I’ve called myself a centrist or moderate in recent years, though I’m not inspired by prominent politicians associated with those labels, including Joe Manchin, Kyrsten Sinema and Mike Bloomberg. The first two have seemed primarily interested in using their vote-balancing positions in the closely-divided Senate for self-aggrandizement. Bloomberg, as a presidential candidate, lost me with his obscurantism about whether Xi Jinping’s a dictator.

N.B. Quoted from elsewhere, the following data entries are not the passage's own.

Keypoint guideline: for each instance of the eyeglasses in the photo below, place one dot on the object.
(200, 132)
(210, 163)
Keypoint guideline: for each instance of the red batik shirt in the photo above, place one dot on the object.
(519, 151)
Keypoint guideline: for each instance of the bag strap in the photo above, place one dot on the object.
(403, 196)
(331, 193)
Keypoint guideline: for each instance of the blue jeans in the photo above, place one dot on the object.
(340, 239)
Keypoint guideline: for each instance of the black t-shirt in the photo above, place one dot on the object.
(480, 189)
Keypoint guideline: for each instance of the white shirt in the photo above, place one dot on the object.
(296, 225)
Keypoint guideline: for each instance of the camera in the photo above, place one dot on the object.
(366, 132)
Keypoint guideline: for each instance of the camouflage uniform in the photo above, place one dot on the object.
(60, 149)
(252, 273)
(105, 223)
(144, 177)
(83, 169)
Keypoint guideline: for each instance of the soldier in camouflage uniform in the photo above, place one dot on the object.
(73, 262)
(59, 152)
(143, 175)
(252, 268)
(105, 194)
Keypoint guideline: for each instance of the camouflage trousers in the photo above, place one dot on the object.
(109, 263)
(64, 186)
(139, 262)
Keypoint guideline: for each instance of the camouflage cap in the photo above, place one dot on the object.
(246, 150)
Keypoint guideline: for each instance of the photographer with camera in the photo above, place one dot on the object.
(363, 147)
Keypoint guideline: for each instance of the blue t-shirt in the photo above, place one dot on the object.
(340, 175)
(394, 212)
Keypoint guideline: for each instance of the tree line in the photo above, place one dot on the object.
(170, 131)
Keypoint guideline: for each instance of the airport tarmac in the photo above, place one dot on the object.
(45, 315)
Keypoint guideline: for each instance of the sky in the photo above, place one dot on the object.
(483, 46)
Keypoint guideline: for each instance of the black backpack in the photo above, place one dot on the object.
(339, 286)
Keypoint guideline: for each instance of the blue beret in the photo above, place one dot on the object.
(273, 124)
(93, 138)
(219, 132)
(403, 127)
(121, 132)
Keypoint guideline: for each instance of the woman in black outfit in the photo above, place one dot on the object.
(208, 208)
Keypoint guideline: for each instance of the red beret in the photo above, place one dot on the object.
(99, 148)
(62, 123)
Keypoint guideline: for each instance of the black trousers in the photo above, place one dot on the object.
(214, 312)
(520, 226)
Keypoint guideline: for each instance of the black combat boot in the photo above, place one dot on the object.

Some isms evolve to become insults. “Wokeism” is a term mainly used by its opponents, with self-descriptions as “woke” increasingly uncommon. I’m no fan of the social justice left, with its emphasies on characterizing demographic categories as oppressors or victims, and on policing language through jargon and circumscriptions of who’s allowed to say what. However, “anti-wokeism” is its contorted mirror-image, an ideology focused on misleading word-games. Christopher Rufo’s reframing of drag queens as “trans strippers,” conflating “transvestite” with “transgender” and the fully-clothed with strippers, is an example of such dishonesty.

I’ve written about the skepticism movement and its emphasis on debunking the paranormal. That movement’s formal organizations hold little appeal for me. Partly, that’s because I don’t care that much about many of the things they’re debunking, and partly because I’m not on-board with the anti-religionism of some of them, as I practice Episcopalianism, albeit toward some of the farther reaches of theological liberalism. I’m also a believer in fallibilism, the view that it’s generally possible, in the beliefs one holds, that one is wrong.

Four decades ago, Martin Gardner, prolific writer on diverse topics, published The Whys of a Philosophical Scrivener, an absorbing book stating his intellectual positions. The chapters were framed in a negative way, with titles emphasizing what he wasn’t rather than what he was. These included, among others, “The State: Why I Am Not an Anarchist,” “Liberty: Why I Am Not a Marxist,” “The Gods: Why I Am Not a Polytheist” and “Faith: Why I Am Not an Atheist.” Gardner’s approach makes sense to me. Far more isms deserve to be rejected than accepted.